We don’t usually think of religious hostile environment as occurring between two people who belong to the same church, but the statute does not make this distinction. While the remarks were unwelcome and based on religion, at this point, no pattern has been established, and the remarks may be considered severe (but probably not), but are not pervasive. There is not yet a basis for employer liability. However, individuals who don’t respect boundaries can go on to create a hostile work environment if nobody informs them their remarks are unwelcome or make them uncomfortable.

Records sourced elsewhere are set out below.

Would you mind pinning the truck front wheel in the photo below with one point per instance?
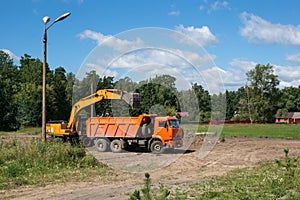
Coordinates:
(156, 147)
(102, 145)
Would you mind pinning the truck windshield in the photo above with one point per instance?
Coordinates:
(174, 123)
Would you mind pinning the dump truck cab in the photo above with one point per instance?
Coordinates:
(167, 134)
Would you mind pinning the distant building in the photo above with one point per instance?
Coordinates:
(290, 118)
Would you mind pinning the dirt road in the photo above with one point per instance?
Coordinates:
(177, 169)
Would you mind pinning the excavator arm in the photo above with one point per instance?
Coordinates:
(132, 99)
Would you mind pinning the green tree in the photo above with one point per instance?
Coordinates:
(29, 97)
(159, 93)
(8, 84)
(58, 108)
(263, 92)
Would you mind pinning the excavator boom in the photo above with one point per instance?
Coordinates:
(133, 99)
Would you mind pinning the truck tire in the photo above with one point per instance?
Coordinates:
(116, 146)
(102, 145)
(86, 141)
(156, 147)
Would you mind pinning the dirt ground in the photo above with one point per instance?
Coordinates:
(174, 169)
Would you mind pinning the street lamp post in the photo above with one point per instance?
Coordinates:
(46, 19)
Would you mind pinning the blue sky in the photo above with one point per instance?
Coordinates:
(236, 35)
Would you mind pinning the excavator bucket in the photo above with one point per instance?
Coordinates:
(133, 99)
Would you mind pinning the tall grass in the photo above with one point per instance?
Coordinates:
(37, 162)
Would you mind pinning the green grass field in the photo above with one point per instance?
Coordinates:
(27, 130)
(291, 131)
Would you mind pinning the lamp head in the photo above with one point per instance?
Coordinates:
(46, 19)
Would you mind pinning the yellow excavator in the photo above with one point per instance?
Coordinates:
(68, 131)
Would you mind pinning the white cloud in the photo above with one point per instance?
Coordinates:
(256, 30)
(13, 56)
(174, 13)
(293, 57)
(218, 5)
(202, 36)
(111, 41)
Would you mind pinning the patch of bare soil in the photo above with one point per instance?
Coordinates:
(178, 168)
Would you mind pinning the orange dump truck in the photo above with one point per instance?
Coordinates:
(118, 133)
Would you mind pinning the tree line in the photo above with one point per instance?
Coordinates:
(21, 95)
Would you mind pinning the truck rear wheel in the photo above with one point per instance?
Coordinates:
(156, 147)
(116, 146)
(86, 141)
(102, 145)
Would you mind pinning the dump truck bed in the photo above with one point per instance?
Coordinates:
(116, 127)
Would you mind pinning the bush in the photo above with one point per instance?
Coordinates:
(38, 162)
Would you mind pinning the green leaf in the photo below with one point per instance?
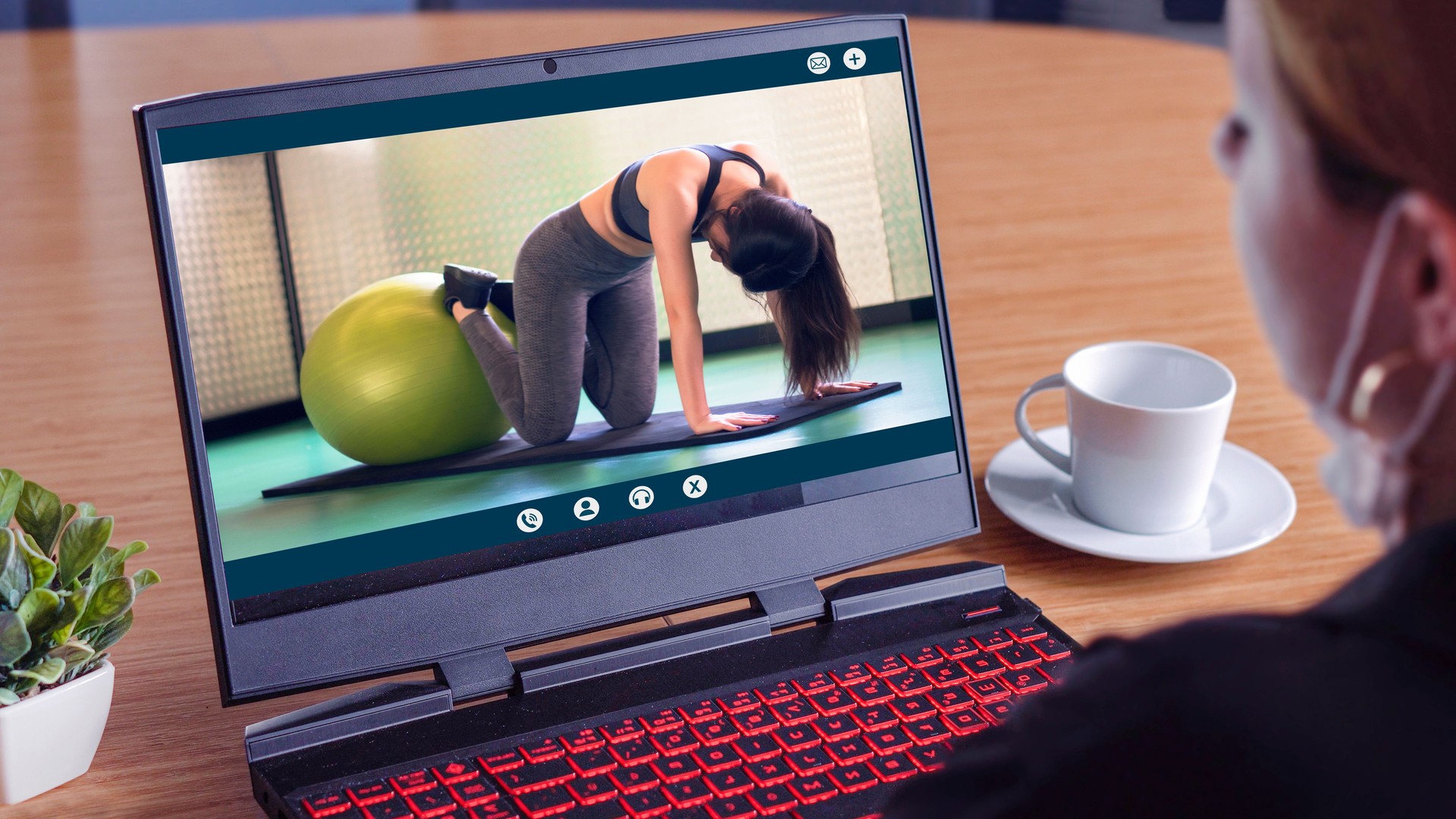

I found it interesting that several of the examples in the EEOC Compliance Manual refer to Mormons. Given that individuals who self-identify as Mormon only constitute 1.7% of the US Population, they constituted 4% of the examples in the government’s publication on religious hostile environment. I guess no press is bad press. Here are the examples used in the manual:
A Mormon as a victim of belittling remarks:
Persistent Offensive Remarks Constitute Hostile Environment
Betty is a Mormon. During a disagreement regarding a joint project, a co-worker, Julian, tells Betty that she doesn’t know what she is talking about and that she should “go back to Salt Lake City.” When Betty subsequently proposes a different approach to the project, Julian tells her that her suggestions are as “flaky” as he would expect from “her kind.” When Betty tries to resolve the conflict, Julian tells her that if she is uncomfortable working with him, she can either ask to be transferred, or she can “just pray about it.” Over the next six months, Julian regularly makes similar negative references to Betty’s religion. His persistent offensive remarks create a hostile environment.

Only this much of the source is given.